Question

A two particle system having masses, $M_{1}$ and $M_{2}$ are placed in a gravity-free space. If the first particle is shifted towards the centre of mass of the system by a distance $d$ , by how much distance should the second particle be shifted so that the centre of mass remains at its initial position?

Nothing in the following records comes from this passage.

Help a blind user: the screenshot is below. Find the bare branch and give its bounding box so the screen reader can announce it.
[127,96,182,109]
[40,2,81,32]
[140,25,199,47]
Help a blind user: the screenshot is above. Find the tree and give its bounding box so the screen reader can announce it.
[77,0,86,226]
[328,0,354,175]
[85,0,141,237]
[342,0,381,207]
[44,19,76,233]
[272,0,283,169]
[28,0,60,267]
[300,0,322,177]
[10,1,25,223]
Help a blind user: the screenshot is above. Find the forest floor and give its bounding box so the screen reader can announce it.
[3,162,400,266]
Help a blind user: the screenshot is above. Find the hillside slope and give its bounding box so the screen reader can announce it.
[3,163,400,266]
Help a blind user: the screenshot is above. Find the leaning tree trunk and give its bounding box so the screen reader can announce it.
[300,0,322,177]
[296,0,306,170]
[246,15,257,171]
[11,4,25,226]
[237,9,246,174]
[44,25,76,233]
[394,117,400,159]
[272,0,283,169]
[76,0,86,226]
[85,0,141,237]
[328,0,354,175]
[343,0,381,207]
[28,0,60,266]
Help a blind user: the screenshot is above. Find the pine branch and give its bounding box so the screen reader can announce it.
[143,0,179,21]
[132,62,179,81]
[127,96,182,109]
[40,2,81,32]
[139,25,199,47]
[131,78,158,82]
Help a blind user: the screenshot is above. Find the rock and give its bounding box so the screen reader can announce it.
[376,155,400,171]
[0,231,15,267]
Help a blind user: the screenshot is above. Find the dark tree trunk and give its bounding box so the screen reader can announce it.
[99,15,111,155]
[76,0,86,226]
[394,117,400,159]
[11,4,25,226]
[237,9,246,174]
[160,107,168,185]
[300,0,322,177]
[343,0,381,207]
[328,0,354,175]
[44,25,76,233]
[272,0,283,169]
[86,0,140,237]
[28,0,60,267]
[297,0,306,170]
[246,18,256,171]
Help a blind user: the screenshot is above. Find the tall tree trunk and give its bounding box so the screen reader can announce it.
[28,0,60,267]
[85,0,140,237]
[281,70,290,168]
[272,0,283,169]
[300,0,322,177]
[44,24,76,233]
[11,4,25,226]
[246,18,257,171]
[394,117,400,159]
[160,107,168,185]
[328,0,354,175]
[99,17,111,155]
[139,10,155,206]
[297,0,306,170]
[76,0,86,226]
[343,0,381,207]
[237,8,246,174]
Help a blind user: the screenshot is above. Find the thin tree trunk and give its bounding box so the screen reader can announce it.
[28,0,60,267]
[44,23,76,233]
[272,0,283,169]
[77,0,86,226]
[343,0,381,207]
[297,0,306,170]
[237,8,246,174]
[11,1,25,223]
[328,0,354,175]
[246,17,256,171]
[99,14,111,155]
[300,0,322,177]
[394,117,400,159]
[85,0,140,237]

• A. $\frac{M_{1}}{M_{2}}d$
• B. $\frac{M_{2}}{M_{1}}d$
• C. $\frac{M_{1}}{M_{1} + M_{2}}d$
• D. $d$

Answer 1

Answer: (A)

Let us suppose that first and second particle are pushed by the distances $\Delta x_{1} \& \Delta x_{2}$ respectively.
Then, the change in the position of the centre of mass, $\Delta x_{cm}=\frac{M_{1} \Delta x_{1} + M_{2} \Delta x_{2 }}{M_{1} + M_{2}}$
As given, $\Delta x_{cm}=0,$ we have $\frac{M_{1} \Delta x_{1} + M_{2} \Delta x_{2}}{M_{1} + M_{2}}=0$
or $M_{1}\Delta x_{1}+M_{2}\Delta x_{2}=0$
Here, $\Delta x_{1}=d$
$\therefore M_{1}\times d+M_{2}\Delta x_{2}=0$
$\Delta x_{2}=-\frac{M_{1}}{M_{2}}d$
The negative sign shows that mass, $\textit{M}_{2 }$ will move in opposite direction.